Q: How to install log agent on CentOS 7?

  1. Log in to your CentOS 7 machine and install SSM Agent manually.

    sudo yum install -y https://s3.amazonaws.com/ec2-downloads-windows/SSMAgent/latest/linux_amd64/amazon-ssm-agent.rpm
    sudo systemctl enable amazon-ssm-agent
    sudo systemctl start amazon-ssm-agent
    
  2. Go to the Instance Group panel of Centralized Logging with OpenSearch console, create Instance Group, select the CentOS 7 machine, choose Install log agent and wait for its status to be offline.

  3. Log in to CentOS 7 and install fluent-bit 1.9.3 manually.

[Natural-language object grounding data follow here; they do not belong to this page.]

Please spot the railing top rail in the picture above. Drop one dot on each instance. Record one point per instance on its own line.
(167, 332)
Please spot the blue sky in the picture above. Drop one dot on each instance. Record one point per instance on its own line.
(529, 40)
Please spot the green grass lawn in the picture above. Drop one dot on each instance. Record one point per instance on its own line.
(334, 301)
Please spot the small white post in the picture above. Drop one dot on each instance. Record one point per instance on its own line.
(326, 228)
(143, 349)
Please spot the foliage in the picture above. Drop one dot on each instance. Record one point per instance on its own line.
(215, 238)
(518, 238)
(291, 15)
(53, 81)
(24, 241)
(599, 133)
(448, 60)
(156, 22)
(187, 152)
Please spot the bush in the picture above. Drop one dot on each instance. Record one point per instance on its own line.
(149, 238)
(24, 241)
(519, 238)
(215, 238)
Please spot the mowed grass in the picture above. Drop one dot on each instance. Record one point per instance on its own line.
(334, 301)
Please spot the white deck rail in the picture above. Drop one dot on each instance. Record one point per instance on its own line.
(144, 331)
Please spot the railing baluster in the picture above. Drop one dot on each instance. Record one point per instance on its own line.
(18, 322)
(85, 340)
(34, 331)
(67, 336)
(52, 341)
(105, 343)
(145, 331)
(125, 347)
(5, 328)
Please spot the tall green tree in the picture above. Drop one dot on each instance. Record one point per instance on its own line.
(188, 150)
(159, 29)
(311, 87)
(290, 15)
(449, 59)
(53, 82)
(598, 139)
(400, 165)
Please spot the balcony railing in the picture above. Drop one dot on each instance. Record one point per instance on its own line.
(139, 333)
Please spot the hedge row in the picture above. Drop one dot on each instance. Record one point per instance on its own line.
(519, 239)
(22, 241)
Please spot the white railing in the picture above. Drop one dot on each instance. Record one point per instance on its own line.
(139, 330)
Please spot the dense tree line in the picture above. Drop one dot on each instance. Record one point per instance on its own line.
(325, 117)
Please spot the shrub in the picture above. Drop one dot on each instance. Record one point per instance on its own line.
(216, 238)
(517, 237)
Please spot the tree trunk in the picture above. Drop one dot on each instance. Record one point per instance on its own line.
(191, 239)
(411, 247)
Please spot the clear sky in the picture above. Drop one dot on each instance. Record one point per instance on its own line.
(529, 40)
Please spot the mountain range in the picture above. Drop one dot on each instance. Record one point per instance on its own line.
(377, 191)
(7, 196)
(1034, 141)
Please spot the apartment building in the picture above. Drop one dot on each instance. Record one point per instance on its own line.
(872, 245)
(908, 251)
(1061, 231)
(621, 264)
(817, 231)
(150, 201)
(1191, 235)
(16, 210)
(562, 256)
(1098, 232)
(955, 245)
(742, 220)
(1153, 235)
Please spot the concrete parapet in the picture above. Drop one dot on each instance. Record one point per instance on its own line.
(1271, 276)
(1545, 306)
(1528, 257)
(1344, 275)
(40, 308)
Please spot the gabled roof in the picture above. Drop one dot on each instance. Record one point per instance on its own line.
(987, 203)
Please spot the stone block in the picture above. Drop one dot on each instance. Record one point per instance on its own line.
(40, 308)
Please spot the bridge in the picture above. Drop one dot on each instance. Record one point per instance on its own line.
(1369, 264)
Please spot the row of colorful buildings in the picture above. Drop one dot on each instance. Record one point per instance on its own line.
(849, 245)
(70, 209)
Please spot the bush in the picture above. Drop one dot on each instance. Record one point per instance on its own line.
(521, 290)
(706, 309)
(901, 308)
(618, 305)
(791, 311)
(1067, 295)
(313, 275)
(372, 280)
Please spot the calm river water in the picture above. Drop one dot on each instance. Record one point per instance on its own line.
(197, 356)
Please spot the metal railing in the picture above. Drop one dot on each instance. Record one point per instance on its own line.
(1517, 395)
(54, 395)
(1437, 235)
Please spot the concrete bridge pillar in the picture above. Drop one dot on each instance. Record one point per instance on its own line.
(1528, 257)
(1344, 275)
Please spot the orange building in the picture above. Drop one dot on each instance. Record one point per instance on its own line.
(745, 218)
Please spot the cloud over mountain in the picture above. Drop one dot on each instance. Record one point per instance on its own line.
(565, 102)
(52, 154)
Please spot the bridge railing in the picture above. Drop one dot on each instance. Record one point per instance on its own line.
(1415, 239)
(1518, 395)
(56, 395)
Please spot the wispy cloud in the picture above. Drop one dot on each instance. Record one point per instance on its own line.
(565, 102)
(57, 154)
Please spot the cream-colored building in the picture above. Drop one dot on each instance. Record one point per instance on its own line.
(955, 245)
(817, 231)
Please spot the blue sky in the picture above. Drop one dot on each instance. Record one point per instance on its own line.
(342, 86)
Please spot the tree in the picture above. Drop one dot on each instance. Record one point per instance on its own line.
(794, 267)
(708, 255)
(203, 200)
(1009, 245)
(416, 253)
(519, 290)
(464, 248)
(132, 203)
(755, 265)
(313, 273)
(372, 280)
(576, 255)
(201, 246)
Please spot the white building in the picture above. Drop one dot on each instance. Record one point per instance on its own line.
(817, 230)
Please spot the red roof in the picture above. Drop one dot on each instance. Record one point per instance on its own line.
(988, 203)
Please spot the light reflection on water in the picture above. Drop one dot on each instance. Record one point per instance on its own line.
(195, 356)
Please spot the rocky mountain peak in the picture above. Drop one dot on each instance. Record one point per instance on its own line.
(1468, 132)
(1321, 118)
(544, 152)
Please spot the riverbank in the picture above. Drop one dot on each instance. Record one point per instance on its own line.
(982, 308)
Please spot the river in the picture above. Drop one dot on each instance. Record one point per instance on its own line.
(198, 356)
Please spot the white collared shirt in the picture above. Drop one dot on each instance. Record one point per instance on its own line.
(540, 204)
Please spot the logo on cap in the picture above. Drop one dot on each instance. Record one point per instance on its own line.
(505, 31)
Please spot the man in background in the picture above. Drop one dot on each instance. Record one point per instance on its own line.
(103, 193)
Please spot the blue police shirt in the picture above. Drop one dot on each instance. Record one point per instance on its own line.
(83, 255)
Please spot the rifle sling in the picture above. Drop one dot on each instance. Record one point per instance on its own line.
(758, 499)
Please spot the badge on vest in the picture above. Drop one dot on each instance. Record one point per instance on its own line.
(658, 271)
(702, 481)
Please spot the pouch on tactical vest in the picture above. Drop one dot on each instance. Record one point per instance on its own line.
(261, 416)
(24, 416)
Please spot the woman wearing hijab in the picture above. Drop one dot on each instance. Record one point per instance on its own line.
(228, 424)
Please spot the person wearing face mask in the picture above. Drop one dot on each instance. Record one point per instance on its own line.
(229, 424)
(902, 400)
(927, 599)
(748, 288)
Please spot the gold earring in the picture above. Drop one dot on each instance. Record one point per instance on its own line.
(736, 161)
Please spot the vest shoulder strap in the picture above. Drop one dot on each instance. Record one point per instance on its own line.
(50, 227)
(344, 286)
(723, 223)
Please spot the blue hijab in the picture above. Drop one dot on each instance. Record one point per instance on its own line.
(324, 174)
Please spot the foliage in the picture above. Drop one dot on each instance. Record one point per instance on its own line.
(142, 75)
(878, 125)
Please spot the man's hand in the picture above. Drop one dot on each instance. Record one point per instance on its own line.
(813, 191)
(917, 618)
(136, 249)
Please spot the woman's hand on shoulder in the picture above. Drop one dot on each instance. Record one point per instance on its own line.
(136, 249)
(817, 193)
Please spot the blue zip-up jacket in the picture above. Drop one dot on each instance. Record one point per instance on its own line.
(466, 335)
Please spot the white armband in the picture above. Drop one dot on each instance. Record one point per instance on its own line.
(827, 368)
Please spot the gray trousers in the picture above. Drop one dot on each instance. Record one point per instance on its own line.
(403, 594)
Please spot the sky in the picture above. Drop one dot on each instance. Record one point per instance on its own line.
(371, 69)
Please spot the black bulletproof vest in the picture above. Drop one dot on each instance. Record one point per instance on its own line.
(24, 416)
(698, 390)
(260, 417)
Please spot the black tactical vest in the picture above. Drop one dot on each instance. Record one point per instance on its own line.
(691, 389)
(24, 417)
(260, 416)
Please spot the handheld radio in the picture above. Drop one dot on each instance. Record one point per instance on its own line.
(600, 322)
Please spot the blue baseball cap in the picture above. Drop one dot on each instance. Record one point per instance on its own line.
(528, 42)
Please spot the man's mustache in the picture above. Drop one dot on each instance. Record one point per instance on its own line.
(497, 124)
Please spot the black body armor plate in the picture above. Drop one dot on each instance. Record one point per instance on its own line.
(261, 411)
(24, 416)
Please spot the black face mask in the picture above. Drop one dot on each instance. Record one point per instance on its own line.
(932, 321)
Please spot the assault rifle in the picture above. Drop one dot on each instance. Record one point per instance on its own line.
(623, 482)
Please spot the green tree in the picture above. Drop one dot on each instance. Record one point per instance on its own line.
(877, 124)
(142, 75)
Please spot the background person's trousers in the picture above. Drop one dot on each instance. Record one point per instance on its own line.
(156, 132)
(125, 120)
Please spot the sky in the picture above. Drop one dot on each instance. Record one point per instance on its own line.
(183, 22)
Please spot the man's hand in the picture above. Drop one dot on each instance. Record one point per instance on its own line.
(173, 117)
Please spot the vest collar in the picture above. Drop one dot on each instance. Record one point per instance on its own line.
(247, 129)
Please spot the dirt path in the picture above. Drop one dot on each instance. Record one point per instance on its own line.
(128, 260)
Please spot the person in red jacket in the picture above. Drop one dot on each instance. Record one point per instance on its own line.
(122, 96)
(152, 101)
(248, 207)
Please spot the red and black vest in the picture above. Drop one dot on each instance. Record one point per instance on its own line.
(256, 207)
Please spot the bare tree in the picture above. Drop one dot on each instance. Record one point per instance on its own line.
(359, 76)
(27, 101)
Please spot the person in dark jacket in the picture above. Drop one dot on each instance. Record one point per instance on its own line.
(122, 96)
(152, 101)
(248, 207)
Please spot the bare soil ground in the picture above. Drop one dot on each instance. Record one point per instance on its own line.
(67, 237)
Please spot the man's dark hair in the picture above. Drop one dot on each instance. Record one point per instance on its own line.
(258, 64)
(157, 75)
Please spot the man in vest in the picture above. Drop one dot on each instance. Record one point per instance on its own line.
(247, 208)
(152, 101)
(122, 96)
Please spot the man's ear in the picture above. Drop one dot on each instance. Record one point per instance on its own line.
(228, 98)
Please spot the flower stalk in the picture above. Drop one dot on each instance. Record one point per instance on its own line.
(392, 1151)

    export RELEASE_URL=${FLUENT_BIT_PACKAGES_URL:-https://packages.fluentbit.io}
    export RELEASE_KEY=${FLUENT_BIT_PACKAGES_KEY:-https://packages.fluentbit.io/fluentbit.key}
    
    sudo rpm --import $RELEASE_KEY
    cat << EOF | sudo tee /etc/yum.repos.d/fluent-bit.repo
    [fluent-bit]
    name = Fluent Bit
    baseurl = $RELEASE_URL/centos/VERSION_ARCH_SUBSTR
    gpgcheck=1
    repo_gpgcheck=1
    gpgkey=$RELEASE_KEY
    enabled=1
    EOF
    sudo sed -i 's|VERSION_ARCH_SUBSTR|\$releasever/\$basearch/|g' /etc/yum.repos.d/fluent-bit.repo
    sudo yum install -y fluent-bit-1.9.3-1
    
    # Modify the configuration file
    sudo sed -i 's/ExecStart.*/ExecStart=\/opt\/fluent-bit\/bin\/fluent-bit -c \/opt\/fluent-bit\/etc\/fluent-bit.conf/g' /usr/lib/systemd/system/fluent-bit.service
    sudo systemctl daemon-reload
    sudo systemctl enable fluent-bit
    sudo systemctl start fluent-bit
    
    4. Go back to the Instance Groups panel of the Centralized Logging with OpenSearch console and wait for the CentOS 7 machine status to be Online and proceed to create the instance group.

Q: How can I consume CloudWatch custom logs?
You can use Firehose to subscribe CloudWatch logs and transfer logs into Amazon S3. Firstly, create subscription filters with Amazon Kinesis Data Firehose based on this guide. Next, follow the instructions to learn how to transfer logs to Amazon S3. Then, you can use Centralized Logging with OpenSearch to ingest logs from Amazon S3 to OpenSearch.

Log Visualization

Q: How can I find the built-in dashboards in OpenSearch?
Please refer to the AWS Service Logs and Application Logs to find out if there is a built-in dashboard supported. You also need to turn on the Sample Dashboard option when creating a log analytics pipeline. The dashboard will be inserted into the Amazon OpenSearch Service under Global Tenant. You can switch to the Global Tenant from the top right coder of the OpenSearch Dashboards.